セレーネは冷静さを半分失っていたが、それでもできるだけ静かな声音で問いかけた。そうすることによって、自分はまだ冷静だと自分自身に言い聞かせることが出来るのだと考えていた。

しかし、相手はそんなセレーネの考えを見透かしているかのように、深くかぶったフードからかろうじて見える口元に薄笑いを浮かべて余裕に構えている。そしておどけたふうにセレーネの質問に答えてみせた。

「ええ、知っておりますよ?あの一国を買えるほどの財産を持つ大富豪が可愛がっていた麗しき令嬢。そして今は大陸で唯一女神の祝福を受けるエルゲン神官長様がこの上なく溺愛する奥方。
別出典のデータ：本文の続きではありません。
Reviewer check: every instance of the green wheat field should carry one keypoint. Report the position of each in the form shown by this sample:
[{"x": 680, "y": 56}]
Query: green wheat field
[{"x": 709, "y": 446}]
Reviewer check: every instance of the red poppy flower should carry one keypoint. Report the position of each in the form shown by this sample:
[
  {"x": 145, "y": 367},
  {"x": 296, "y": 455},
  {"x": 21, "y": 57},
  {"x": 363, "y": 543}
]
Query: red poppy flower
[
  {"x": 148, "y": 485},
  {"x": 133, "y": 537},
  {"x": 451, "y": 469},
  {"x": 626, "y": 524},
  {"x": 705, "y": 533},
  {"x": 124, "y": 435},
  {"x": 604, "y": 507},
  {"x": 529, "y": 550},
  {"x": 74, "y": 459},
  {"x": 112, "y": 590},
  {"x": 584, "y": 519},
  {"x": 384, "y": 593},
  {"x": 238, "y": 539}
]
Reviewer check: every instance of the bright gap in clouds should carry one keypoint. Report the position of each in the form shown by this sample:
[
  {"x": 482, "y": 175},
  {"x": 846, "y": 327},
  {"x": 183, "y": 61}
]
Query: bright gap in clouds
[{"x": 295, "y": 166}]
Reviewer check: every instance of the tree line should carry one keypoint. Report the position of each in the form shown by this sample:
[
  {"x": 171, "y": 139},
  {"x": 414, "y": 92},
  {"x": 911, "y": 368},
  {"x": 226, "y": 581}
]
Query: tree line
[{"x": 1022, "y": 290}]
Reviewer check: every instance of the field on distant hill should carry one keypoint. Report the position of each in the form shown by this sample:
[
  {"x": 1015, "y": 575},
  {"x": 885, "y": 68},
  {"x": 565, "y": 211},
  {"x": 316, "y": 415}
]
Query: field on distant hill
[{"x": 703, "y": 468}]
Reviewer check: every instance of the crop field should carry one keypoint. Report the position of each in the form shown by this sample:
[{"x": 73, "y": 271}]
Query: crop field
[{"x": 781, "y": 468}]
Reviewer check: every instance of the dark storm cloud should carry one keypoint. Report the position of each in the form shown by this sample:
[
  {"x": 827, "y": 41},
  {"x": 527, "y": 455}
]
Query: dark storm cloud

あなたはご自分が思う以上に価値のある存在ですね」

そう言って笑うのは、男だった。しかしその顔は見えない。

「……お可哀想に。あなたは生まれた時から何不自由なく育ち、今も尊い方の寵愛を一身に受けているというのに。過分な幸運を手に入れた者は、妬まれる機会も非常に多い。憐れに思いますが、俺たちにはどうすることも出来ません。なにせ俺たちは過度な幸運を妬む奴らからおこぼれをもらう存在ですからね」

自らの立場を達観している風にのたまう男は力を抜いて立っているように見えた。

油断を誘おうとしているのかもしれない。

セレーネはただ身構えるしか出来ない。

認めるしかなかった。今ここで自分にできることはなにもない。かろうじて出来ることといえば、とにかく目の前にいるこの薄気味悪い集団を逆上させないこと。それ以外には何もできることはないと。

例えば大声を出したとしても、相手を逆上させるだけかもしれない。

力づくで抵抗したとしても、セレーネにはちっぽけな力しか出ず、逆に相手に徹底的に痛めつけられてしまうかもしれない。

とにもかくにも、抗うには今の現状はあまりにセレーネにとっては分が悪かった。

薄暗い地下道の天井からはポタリと静かに水滴が落ちる。

「……」

セレーネは、どうすることも出来ないことを歯がゆく思いながら、相手の出方を見ていた。

しかし、出方を見ようと構えた時、ふっと目を大きな手で覆われて、鼻と口を布で覆われた。

嗅いだことのない、奇妙な香り。

それを嗅いだ瞬間。

セレーネの意識は白に溢れ、次の瞬間には真っ黒に染まった。